Seaside and Smalltalk Interest Spreading

Here's a nice quote from a Java/Ruby programmer's recent blog entry on Seaside...

Frameworks like Struts or Webwork tries to model this kind of flow in static XML configuration files, which is at best, a hack. Rails tries to do this in its own code by convention, which is a good attempt but the way Seaside does it is the best I've seen so far.

That's the kind of thing I like to see because I still think Seaside is the Smalltalk killer app. If Smalltalk is going to come back into the mainstream, Seaside is going to be the vehicle of that change.

Comments (automatically disabled after 1 year)

Wes 6339 days ago

I've always found Seaside to be compelling, but I've always wondered, how can multiple developers work on code when the language is VM based? (I'm used to version control systems..)

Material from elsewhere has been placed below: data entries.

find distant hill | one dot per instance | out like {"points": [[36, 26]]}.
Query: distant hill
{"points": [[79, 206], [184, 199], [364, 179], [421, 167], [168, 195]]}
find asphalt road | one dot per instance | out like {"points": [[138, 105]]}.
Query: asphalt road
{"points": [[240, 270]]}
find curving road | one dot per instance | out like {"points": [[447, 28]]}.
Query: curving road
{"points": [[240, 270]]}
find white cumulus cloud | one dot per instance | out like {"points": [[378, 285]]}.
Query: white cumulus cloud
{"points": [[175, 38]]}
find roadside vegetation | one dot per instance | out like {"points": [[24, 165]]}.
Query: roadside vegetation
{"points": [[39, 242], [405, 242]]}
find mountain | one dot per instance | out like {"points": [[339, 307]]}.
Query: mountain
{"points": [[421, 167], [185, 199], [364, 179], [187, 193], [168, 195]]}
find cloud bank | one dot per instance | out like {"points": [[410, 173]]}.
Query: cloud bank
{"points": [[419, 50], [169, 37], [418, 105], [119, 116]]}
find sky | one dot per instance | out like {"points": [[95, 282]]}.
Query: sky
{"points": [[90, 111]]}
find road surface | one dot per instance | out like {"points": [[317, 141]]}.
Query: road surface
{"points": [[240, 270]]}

Also, application scaling seems to be an issue. From what I read, a load balancer like Pen must be used, in order to ensure that a user always returns to the application instance that they first visited. (Most load balancers distribute the load evenly). Is this as big an issue as it seems? I hate to bring up scaling as it is often used against dynamic languages, but it seems to me that the next myspace killer won't be developed with seaside. However, Seaside does seem to be well suitable for business oriented intranet apps.

Ramon Leon 6339 days ago

It's a common misconception that we don't have version control, we do, and it's quite a bit nicer than version control based on text files. Look at Seaside itself, it's an open source project where many developers work on and merge code constantly, works great.

Most load balances have the options to stick a session to a server, since sessions are a common requirement among many frameworks.

Seaside isn't stateless, so no, it won't scale the way a stateless server does, nor is it meant too. It's meant to write complex stateful "applications", not just websites, that have lot's of workflow and would be hard or impossible to write otherwise. However, don't think it won't scale, it's simply a matter of hardware.